In his application, the Applicant stated that at the time of his arrest, he was a secondary school student. During the period of his incarceration, he had learnt his lesson. He had undertaken several courses that have made him a better person. He has learnt a trade that will serve him upon his release should the court favourably, consider his application. The Applicant stated that he was twenty one years of age and should in the circumstances be given a second chance at life. Mr Omooria for the State left the issue of sentence to the court.
In sentencing the Applicant to serve the custodial sentence, the trial magistrate was exercising judicial discretion.

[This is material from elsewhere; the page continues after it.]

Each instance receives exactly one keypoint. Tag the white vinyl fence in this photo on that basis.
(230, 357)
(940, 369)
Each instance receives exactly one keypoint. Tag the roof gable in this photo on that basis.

This court cannot interfere with such exercise of judicial discretion unless it is established that the trial court failed to take into consideration a relevant factor or took into consideration an irrelevant factor or failed to consider the applicable sentencing Principles. This court will interfere with such sentence, if it is established that the same was harsh or excessive in the circumstance. In the present application, this court cannot fault the trial magistrate for reaching the verdict that was reached. It was legal. It took into account the severity of the offence that was committed.
However, this court noted that since his incarceration, the Applicant has reformed. He is remorseful and regrets the decision that led him to commit the offence. He has learnt his lesson. It appears that the period of two years that the Applicant has been in prison, he has learnt that crime does not pay. This court is of the view that the Applicant should be given a second chance at life.
In the premises therefore, the custodial sentence of the Applicant is commuted to the period served. The Applicant is ordered set at liberty forthwith and released from prison unless otherwise lawfully held.
DATED AT KITALE THIS 26TH DAY OF OCTOBER, 2021.